刃長:68.9(二尺二寸七分強) 反り:1.3 元幅:3.06
先幅:1.84 元重ね:0.75 先重ね:0.46 穴2




 鎬造り、鎬高め庵棟低め、中切っ先。 鍛え、小板目が沈み勝ちに詰み、細かな柾肌を交え、地に白け心あり、地沸付き、地鉄良好。 刃文、小沸出来の細直刃調で、刃縁にほつれ、喰い違い刃、二重刃風の沸筋掛かり、やや沈み勝ちに締まる。 帽子、直調で沸良く付き、先掃き掛け僅かに返る。 茎僅かに磨り上げ、先切り、鑢化粧筋違い。 銀ハバキ。 時代研磨(小サビ、ヒケ、ハバキ下に細かなアタリ有り)。

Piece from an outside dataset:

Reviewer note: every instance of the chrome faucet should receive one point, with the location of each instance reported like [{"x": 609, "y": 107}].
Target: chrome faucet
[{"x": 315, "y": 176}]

 打ち刀拵え(現代作 全長100.5センチ 柄長24.5センチ 鞘 黒石目地 下げ緒黒 柄 鮫に黒柄巻き 縁、素銅魚子地容彫、丁子の図 頭角 鍔 鉄地丸形鋤出し彫金象嵌(南蛮鍔)牡丹の図)入り。



【コメント】
 包保一派は、大和手掻の末流で、後に摂津へ移住して鍛刀、銘を逆字に切る左陸奥包保、その養子である右陸奥包保が同派の代表鍛冶であり、門下には伊賀守包道、越後守包貞らがいます。
 本作は右陸奥こと二代包保の作、二代は丹後出身で初代の弟子となり、初期は包重と銘じ、初代同様に逆文字に切っていましたが、後に養子となって二代包保を継承、以降は普通に銘を切っています。

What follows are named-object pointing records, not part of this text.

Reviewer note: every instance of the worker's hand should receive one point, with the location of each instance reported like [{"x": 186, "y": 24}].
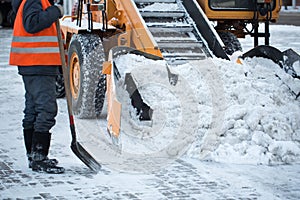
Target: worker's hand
[{"x": 61, "y": 10}]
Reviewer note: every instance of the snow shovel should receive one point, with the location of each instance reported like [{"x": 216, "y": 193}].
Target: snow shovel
[{"x": 77, "y": 149}]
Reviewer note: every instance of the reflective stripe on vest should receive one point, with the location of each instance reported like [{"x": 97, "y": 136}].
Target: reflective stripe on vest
[
  {"x": 35, "y": 39},
  {"x": 41, "y": 48}
]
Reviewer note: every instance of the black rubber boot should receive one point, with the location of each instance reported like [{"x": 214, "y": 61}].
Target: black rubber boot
[
  {"x": 39, "y": 152},
  {"x": 28, "y": 142},
  {"x": 28, "y": 133}
]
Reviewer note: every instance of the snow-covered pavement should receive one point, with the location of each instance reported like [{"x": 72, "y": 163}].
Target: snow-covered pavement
[{"x": 186, "y": 178}]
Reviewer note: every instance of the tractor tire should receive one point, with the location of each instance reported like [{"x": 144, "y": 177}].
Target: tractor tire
[
  {"x": 60, "y": 87},
  {"x": 231, "y": 42},
  {"x": 85, "y": 57}
]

 作風は、烈しい大互の目乱れから大和伝直刃まで見られます。
 年紀作はまず見ませんが、活躍期は寛文から元禄頃とされ、初代晩年には共に信濃松本藩水野家の抱え工として迎えられました。
 また業物鍛冶としても名高く、截断銘を切った作も多数見受けられ、『甲割(かぶとわり)』と切り付けたものもあります。
 本作は寸法二尺二寸七分強、反りやや浅めに付いた寛文新刀、小板目が沈み勝ちに詰んだ地鉄に細かな柾肌を交えた地鉄、小沸出来の細直刃調の刃文は、刃縁にほつれ、喰い違い刃、二重刃風の沸筋掛かり、やや沈み勝ちに締まっています。同工直刃の典型で、茎には『釬斬』の金象嵌截断銘があります。象嵌自体は古くても江戸末期頃と鑑せられます。『釬(かん)』は、いわゆるはんだ付けの『はんだ』、若しくはその際に用いる金属の意です。
 地刃に細かな鍛え等が少しありますが、刀は健全、銘も全く問題ありません。
 『甲割』包保の異名を持つ、右陸奥の真面目な佳品、斬れ味鋭い新刀業物です。